Composite acousto-optical modulation

TL;DR

This paper introduces a composite acousto-optical modulation scheme that enables wide-band, efficient laser modulation and high-contrast switching, with potential applications in ultrafast laser pulse shaping and quantum control.

Contribution

It presents a novel composite AOM scheme that achieves diffraction beyond the Bragg condition and high-contrast switching at RF limits, enabling advanced laser routing and pulse shaping.

Findings

Achieved diffraction across an octave of RF bandwidth.

Demonstrated efficient routing of mode-locked pulses at 400 MHz.

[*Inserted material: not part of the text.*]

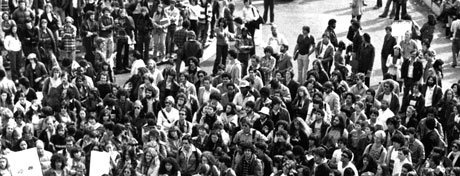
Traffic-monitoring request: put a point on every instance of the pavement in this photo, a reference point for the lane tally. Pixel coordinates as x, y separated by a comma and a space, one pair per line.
290, 16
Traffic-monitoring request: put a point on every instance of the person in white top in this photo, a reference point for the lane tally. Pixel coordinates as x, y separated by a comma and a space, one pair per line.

Enabled high-contrast switching using counter-propagating AOM pairs.

Abstract

We propose a composite acousto-optical modulation (AOM) scheme for wide-band, efficient modulation of CW and pulsed lasers. We show that by adjusting the amplitudes and phases of weakly-driven daughter AOMs, diffraction beyond the Bragg condition can be achieved with exceptional efficiencies. Furthermore, by imaging pairs of AOMs in a counter-propagating configuration, high contrast switching of output orders can be achieved at the driving radio frequency (rf) limit, thereby enabling efficient bidirectional routing of a synchronized mode-locked laser. Here we demonstrate a simplest example of such scheme with a double-AOM setup for efficient diffraction across an octave of rf bandwidth, and for routing a mode-locked pulse train with up to $f_{\rm rep}=400$~MHz repetition rate. We discuss extension of the composite scheme toward multi-path routing and time-domain multiplexing, so as to individually shape each pulses of ultrafast lasers for novel quantum control applications.